Before the offer price is set globally, the issuer is required to file an offering range and issue size, which is used to calculate filing fees. The offering range includes the maximum and the minimum value an IPO can have once it will go public.
The width of the offering range is an initial indication for the final value of the offer price. Higher offer price gives flexibility to the investment bank to set a price that fits more to the demand by investors and the information that has been revealed during the book building period.
Jenkinson et al. (2003) state that “significant information acquisition prior to the establishing of the indicative price range of European IPOs makes it more informative than the indicative price range for comparable U.S. IPOs.”
In addition, the authors state that the final price is firmly set at the upper end of the initial range in nearly 47% of European IPOs compared with less than 19% of U.S. IPOs. The reason for the European concentration at the higher end, even if the price range revision in Europe appears no more onerous than in the United States, seems to be the avoidance of some extra days for the revision of the issue.

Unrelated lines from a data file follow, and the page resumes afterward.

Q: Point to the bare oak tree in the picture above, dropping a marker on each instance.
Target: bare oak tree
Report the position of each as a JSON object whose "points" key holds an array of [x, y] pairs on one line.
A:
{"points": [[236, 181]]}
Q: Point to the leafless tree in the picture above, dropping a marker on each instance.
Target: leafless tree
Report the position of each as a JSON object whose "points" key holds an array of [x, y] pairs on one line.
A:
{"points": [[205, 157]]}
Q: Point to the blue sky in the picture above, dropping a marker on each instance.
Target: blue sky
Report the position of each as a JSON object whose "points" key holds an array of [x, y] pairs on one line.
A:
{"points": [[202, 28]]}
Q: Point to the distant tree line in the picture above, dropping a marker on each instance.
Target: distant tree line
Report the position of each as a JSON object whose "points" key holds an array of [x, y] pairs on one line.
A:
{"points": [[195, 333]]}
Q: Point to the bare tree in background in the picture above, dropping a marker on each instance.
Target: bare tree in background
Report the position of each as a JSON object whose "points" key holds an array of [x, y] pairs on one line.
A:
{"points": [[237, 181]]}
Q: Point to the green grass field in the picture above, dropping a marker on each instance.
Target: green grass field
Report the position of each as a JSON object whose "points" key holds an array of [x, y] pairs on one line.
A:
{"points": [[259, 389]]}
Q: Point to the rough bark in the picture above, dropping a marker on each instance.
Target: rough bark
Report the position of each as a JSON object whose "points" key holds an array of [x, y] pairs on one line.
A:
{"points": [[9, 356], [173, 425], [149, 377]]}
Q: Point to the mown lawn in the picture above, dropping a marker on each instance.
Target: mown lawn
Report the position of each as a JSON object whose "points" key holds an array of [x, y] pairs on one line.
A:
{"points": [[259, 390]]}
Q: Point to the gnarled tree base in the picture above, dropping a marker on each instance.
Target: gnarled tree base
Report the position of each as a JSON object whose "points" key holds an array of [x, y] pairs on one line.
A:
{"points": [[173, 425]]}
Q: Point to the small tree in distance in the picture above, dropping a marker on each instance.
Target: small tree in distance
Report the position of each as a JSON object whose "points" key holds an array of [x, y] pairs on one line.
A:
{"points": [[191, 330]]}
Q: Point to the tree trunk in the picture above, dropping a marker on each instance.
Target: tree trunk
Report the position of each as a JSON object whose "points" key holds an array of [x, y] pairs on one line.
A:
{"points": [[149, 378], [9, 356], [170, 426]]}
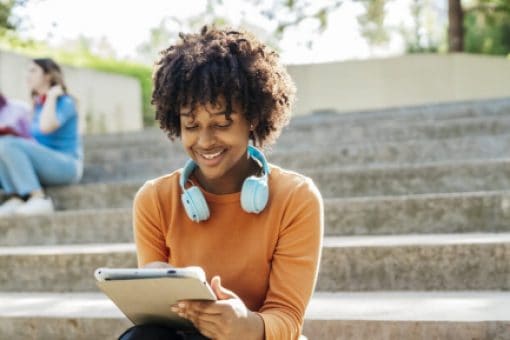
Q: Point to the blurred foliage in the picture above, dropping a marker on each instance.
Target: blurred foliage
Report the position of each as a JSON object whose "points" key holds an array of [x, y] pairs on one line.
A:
{"points": [[487, 27], [372, 22]]}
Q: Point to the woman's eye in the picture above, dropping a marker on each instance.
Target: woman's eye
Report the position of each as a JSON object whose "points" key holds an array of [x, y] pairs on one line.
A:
{"points": [[224, 125]]}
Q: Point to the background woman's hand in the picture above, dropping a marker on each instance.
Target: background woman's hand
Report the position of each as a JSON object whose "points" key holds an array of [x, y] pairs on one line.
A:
{"points": [[225, 319], [55, 91]]}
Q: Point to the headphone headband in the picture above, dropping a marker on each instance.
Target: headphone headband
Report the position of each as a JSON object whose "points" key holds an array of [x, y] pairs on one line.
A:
{"points": [[254, 194]]}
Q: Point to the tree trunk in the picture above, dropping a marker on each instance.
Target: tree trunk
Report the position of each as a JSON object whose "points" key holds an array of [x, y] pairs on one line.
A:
{"points": [[455, 26]]}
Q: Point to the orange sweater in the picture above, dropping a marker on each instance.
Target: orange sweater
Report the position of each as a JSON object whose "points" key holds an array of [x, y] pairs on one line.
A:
{"points": [[269, 260]]}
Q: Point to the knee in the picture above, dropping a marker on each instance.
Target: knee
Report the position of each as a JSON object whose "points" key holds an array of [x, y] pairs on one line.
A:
{"points": [[150, 332], [8, 144]]}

Aggarwal et al. (2002) report that outside the United States only one-tenth of IPOs have a final price set outside the initial offer range. However, nearly 50% of all U.S. IPOs are priced outside the initial range. Most IPOs priced outside the filing range are the ones where significant information acquisition occurs during the bookbuilding period.
Hanley (1993) assumes that issues with an offer price greater than the upper bound of the price range (disclosed in the issuing firms’ preliminary prospectus) draw relatively strong institutional interest prior to the offering.
The author reports that issues priced within the offer range draw moderate interest, while those offered at a price below the lower band of the offer range draw relatively weak interest prior to the offering.